The Republican party is a white man's club with a few women thrown in. Once they elevated Condi, they acted as if she never existed. Republicans have wealth, pensions and health insurance so sickness, tight family budgets and retirement is never a concern. Their main goal in life is to hoard money for themselves. Conservative principles? Rubbish!
As stupid as the American public is, they know when they are being sodomized.
Obama will win and it will not be close. There are too many disenfranchised whites, blacks and hispanics.
Posted by: Paul | 12 September 2008 at 03:24 PM
The tone in the media indicates that Obama is losing ground, but I don't think so.
The Media takes its cue from the polls but these polls seem skewed to me. Is there anyone in "the house" that knows whether these samples are at least the same mix as before the conventions? Drilling down at least at Gallup the percentage of Republican respondents appears to be about 10% higher now than in the pre- September samplings.
Is this djusted/accounted for? Is it significant?
Posted by: mlaw230 | 12 September 2008 at 03:43 PM
the democratic party can not win presidential elections because there are more red states than blue.
Posted by: bcw | 12 September 2008 at 03:58 PM
Pat,
My analysis of Palin is this: Knows correct answer when told (by the neocons).
Based on my experience living in 7 different states from New England to the Midwest your analysis of racism in America is accurate.
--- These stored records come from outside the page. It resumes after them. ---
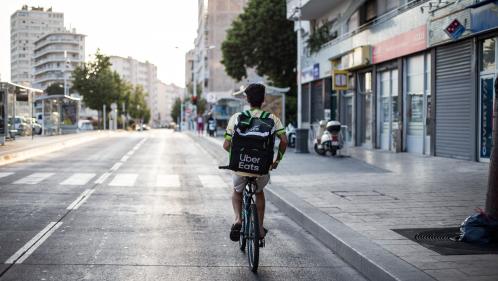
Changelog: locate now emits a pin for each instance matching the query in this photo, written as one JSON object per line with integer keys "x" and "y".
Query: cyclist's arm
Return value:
{"x": 226, "y": 145}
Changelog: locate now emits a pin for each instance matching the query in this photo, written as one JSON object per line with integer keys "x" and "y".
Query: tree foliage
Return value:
{"x": 55, "y": 89}
{"x": 100, "y": 86}
{"x": 262, "y": 38}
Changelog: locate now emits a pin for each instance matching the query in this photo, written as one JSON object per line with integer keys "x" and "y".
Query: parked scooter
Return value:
{"x": 329, "y": 138}
{"x": 290, "y": 131}
{"x": 211, "y": 128}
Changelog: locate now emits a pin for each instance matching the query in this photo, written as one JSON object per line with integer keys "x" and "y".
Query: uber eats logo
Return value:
{"x": 249, "y": 163}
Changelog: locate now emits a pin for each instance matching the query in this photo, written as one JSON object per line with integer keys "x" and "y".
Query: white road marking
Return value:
{"x": 102, "y": 178}
{"x": 86, "y": 196}
{"x": 116, "y": 166}
{"x": 124, "y": 180}
{"x": 75, "y": 202}
{"x": 168, "y": 181}
{"x": 3, "y": 175}
{"x": 28, "y": 248}
{"x": 78, "y": 179}
{"x": 34, "y": 178}
{"x": 210, "y": 181}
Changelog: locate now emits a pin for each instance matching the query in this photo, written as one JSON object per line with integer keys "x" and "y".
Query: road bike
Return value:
{"x": 249, "y": 233}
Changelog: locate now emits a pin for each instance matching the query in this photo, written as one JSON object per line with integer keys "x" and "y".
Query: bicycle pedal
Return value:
{"x": 262, "y": 243}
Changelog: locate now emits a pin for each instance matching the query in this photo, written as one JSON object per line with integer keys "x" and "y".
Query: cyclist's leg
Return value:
{"x": 261, "y": 202}
{"x": 239, "y": 184}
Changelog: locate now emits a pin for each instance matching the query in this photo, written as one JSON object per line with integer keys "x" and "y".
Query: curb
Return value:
{"x": 370, "y": 259}
{"x": 24, "y": 154}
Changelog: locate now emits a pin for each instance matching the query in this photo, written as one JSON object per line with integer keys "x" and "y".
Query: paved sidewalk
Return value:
{"x": 23, "y": 148}
{"x": 373, "y": 192}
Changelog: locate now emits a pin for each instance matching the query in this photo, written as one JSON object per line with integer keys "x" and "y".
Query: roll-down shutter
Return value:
{"x": 454, "y": 100}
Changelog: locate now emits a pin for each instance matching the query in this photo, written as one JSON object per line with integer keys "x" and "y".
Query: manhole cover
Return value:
{"x": 444, "y": 242}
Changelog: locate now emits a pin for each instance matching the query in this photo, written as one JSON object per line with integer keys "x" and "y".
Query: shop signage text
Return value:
{"x": 340, "y": 80}
{"x": 358, "y": 57}
{"x": 401, "y": 45}
{"x": 310, "y": 73}
{"x": 455, "y": 29}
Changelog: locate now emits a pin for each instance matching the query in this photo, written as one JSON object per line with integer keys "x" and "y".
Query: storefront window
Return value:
{"x": 488, "y": 58}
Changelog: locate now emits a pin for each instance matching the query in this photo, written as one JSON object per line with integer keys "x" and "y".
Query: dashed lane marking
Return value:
{"x": 168, "y": 181}
{"x": 210, "y": 181}
{"x": 124, "y": 180}
{"x": 3, "y": 175}
{"x": 34, "y": 178}
{"x": 78, "y": 179}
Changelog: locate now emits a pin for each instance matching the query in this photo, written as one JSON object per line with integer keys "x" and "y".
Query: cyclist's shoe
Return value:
{"x": 235, "y": 232}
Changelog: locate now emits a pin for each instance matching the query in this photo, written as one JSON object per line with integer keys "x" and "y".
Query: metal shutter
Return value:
{"x": 454, "y": 100}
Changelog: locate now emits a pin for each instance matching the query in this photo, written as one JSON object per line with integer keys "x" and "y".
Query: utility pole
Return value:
{"x": 492, "y": 196}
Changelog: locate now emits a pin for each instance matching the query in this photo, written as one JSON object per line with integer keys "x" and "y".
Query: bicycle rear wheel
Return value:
{"x": 253, "y": 239}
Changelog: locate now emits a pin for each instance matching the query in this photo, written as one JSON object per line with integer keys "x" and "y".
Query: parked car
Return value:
{"x": 85, "y": 125}
{"x": 36, "y": 128}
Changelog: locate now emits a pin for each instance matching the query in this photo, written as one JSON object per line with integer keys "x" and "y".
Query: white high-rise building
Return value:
{"x": 139, "y": 73}
{"x": 166, "y": 96}
{"x": 56, "y": 55}
{"x": 26, "y": 26}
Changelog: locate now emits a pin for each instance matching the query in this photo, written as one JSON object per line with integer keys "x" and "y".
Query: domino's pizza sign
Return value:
{"x": 455, "y": 29}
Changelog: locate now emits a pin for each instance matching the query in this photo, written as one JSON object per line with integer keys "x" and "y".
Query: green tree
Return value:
{"x": 55, "y": 89}
{"x": 97, "y": 83}
{"x": 176, "y": 110}
{"x": 262, "y": 38}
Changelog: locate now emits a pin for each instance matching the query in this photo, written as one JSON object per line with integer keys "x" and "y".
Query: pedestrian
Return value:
{"x": 200, "y": 125}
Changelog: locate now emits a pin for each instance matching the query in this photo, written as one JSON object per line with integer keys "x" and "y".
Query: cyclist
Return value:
{"x": 255, "y": 95}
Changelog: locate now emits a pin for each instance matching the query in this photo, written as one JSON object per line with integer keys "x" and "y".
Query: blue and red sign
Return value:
{"x": 455, "y": 29}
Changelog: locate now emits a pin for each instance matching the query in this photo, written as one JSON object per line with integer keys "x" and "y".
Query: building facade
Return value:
{"x": 139, "y": 73}
{"x": 56, "y": 55}
{"x": 167, "y": 94}
{"x": 27, "y": 25}
{"x": 403, "y": 76}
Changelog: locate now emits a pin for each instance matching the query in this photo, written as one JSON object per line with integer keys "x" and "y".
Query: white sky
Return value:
{"x": 160, "y": 31}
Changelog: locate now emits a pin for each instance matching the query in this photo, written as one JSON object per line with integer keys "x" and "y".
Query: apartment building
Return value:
{"x": 56, "y": 55}
{"x": 167, "y": 94}
{"x": 403, "y": 76}
{"x": 139, "y": 73}
{"x": 27, "y": 25}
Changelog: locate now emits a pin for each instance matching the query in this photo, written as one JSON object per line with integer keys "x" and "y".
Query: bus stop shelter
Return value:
{"x": 16, "y": 101}
{"x": 57, "y": 114}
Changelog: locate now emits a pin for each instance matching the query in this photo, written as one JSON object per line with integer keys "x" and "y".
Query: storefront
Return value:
{"x": 487, "y": 97}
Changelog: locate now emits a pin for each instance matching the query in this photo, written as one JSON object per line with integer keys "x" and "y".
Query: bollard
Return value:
{"x": 302, "y": 140}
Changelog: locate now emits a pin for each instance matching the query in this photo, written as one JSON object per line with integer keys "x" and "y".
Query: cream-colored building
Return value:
{"x": 139, "y": 73}
{"x": 215, "y": 18}
{"x": 56, "y": 55}
{"x": 167, "y": 94}
{"x": 27, "y": 25}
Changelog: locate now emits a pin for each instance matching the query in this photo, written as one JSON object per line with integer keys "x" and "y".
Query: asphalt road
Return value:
{"x": 140, "y": 206}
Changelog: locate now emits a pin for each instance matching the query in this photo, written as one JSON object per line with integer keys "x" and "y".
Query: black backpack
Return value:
{"x": 252, "y": 145}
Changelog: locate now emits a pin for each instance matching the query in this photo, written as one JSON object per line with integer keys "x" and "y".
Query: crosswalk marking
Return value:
{"x": 34, "y": 178}
{"x": 168, "y": 181}
{"x": 3, "y": 175}
{"x": 210, "y": 181}
{"x": 124, "y": 180}
{"x": 78, "y": 179}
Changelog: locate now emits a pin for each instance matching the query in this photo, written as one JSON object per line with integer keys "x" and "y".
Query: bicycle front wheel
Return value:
{"x": 253, "y": 239}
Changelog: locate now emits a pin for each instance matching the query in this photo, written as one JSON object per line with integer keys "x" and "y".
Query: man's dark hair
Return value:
{"x": 255, "y": 94}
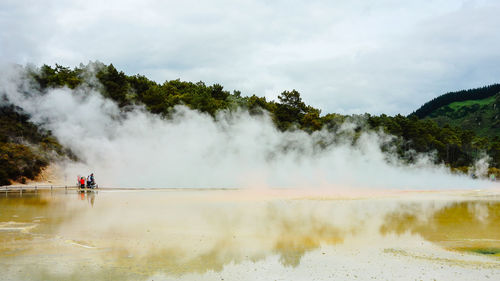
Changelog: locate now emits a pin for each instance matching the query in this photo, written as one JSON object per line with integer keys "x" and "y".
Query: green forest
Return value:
{"x": 25, "y": 149}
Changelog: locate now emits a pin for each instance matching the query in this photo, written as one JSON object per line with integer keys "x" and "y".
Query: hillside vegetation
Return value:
{"x": 480, "y": 116}
{"x": 453, "y": 146}
{"x": 477, "y": 110}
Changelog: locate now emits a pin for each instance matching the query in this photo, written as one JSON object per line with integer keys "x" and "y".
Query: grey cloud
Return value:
{"x": 385, "y": 56}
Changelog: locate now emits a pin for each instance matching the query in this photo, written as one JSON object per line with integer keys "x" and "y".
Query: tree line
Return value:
{"x": 471, "y": 94}
{"x": 455, "y": 147}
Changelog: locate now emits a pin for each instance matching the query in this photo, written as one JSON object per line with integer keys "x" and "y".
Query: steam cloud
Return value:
{"x": 139, "y": 149}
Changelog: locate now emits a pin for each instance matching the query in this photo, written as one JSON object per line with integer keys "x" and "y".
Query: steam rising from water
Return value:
{"x": 138, "y": 149}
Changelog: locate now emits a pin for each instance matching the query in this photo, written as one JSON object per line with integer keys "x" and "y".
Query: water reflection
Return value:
{"x": 468, "y": 225}
{"x": 133, "y": 235}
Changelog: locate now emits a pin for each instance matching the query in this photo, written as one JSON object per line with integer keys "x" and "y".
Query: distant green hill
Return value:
{"x": 477, "y": 110}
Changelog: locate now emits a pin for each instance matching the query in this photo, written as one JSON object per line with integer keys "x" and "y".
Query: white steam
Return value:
{"x": 139, "y": 149}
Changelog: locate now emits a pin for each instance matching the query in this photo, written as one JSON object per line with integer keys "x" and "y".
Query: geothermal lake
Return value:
{"x": 248, "y": 235}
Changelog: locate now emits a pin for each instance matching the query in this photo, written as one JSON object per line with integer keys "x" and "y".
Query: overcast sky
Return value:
{"x": 383, "y": 56}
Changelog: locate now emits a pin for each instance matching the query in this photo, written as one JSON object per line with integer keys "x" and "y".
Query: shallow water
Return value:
{"x": 247, "y": 235}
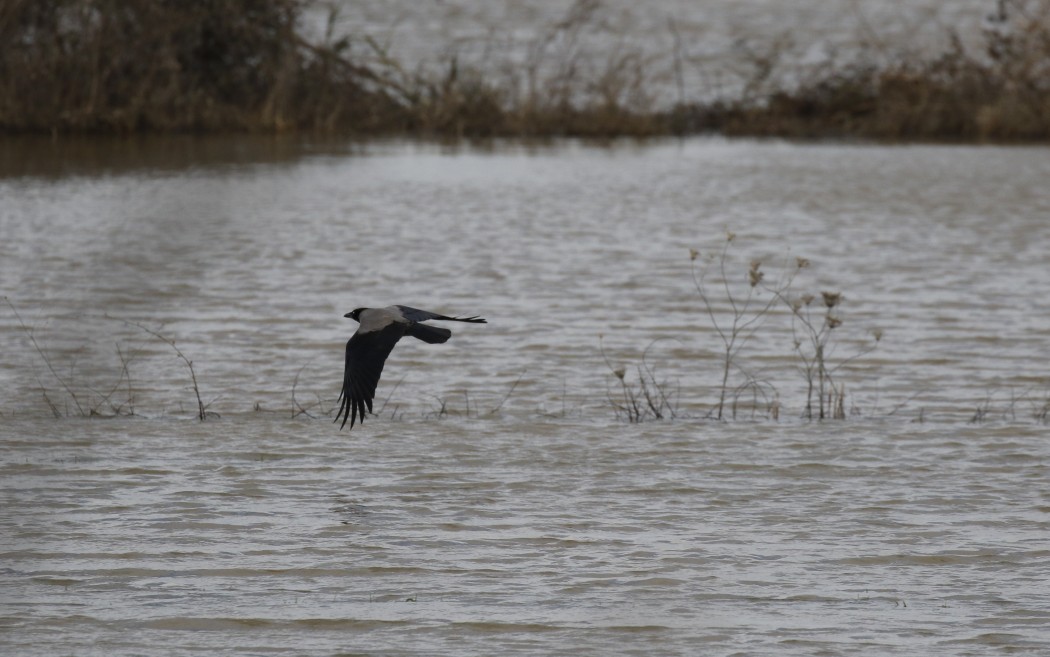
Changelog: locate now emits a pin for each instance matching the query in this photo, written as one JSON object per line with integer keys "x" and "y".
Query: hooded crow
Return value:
{"x": 366, "y": 351}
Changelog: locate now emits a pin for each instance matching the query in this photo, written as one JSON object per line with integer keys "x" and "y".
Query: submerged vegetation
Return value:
{"x": 127, "y": 66}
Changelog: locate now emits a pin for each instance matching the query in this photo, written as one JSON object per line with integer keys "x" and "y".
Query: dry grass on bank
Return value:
{"x": 126, "y": 66}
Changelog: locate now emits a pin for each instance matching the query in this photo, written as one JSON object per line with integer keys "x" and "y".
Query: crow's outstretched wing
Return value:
{"x": 414, "y": 314}
{"x": 365, "y": 355}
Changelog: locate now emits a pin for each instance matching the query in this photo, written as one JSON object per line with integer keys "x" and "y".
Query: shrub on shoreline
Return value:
{"x": 127, "y": 66}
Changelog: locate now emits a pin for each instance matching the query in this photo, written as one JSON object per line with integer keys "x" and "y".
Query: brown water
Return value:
{"x": 476, "y": 515}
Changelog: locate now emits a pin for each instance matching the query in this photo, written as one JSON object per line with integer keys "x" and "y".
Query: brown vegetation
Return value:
{"x": 122, "y": 66}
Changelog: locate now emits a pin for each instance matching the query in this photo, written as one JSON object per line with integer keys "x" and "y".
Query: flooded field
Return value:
{"x": 691, "y": 51}
{"x": 500, "y": 501}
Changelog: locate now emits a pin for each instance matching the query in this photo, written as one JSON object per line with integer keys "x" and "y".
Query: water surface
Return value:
{"x": 498, "y": 503}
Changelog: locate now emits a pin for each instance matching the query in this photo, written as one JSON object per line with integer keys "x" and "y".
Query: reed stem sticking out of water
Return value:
{"x": 736, "y": 316}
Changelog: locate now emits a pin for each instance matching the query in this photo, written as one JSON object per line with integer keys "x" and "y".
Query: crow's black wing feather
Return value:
{"x": 365, "y": 355}
{"x": 414, "y": 314}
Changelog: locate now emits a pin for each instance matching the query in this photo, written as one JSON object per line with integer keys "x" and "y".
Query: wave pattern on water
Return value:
{"x": 549, "y": 524}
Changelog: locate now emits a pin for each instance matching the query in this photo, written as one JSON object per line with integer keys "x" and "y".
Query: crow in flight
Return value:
{"x": 366, "y": 351}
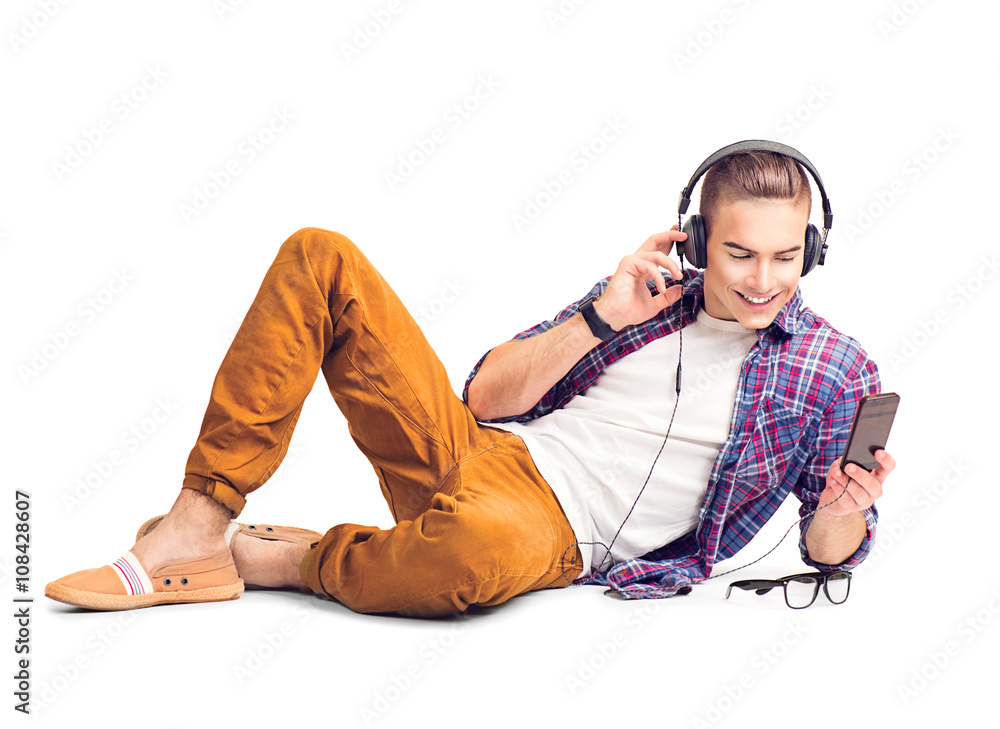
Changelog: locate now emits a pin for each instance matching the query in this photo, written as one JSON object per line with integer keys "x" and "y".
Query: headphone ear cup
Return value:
{"x": 814, "y": 253}
{"x": 695, "y": 248}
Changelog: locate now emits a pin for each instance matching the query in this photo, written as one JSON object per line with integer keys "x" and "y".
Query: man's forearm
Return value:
{"x": 515, "y": 375}
{"x": 832, "y": 540}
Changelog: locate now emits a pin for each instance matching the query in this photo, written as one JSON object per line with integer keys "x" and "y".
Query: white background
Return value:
{"x": 893, "y": 101}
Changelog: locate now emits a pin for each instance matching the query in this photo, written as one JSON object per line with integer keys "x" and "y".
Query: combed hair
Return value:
{"x": 753, "y": 176}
Obama has great appeal among the under 30 voters, yet I believe he'll need to increase their turnout by about 200% to make up for the racist (conscious or not) portion of the vote. I believe your assessment of Palin's appeal to many women is also accurate, but I have to pose some questions: how many of these women you mention now vote and for which party? Is the crossover significant and in which state. (It is the electoral college vote that counts). The current Palin bias reminds me a great deal of the original appeal for Bush. The general approval of his performance to date is 29%. I wonder if that will also affect the Palin appeal.
I honestly can't give a good analysis of an Obama/Clinton ticket. I believe I get too much in a flux over a belief in her effectiveness countered by the thought of the 'right wing noise machine' that would certainly come out in full force if she had been on the ticket.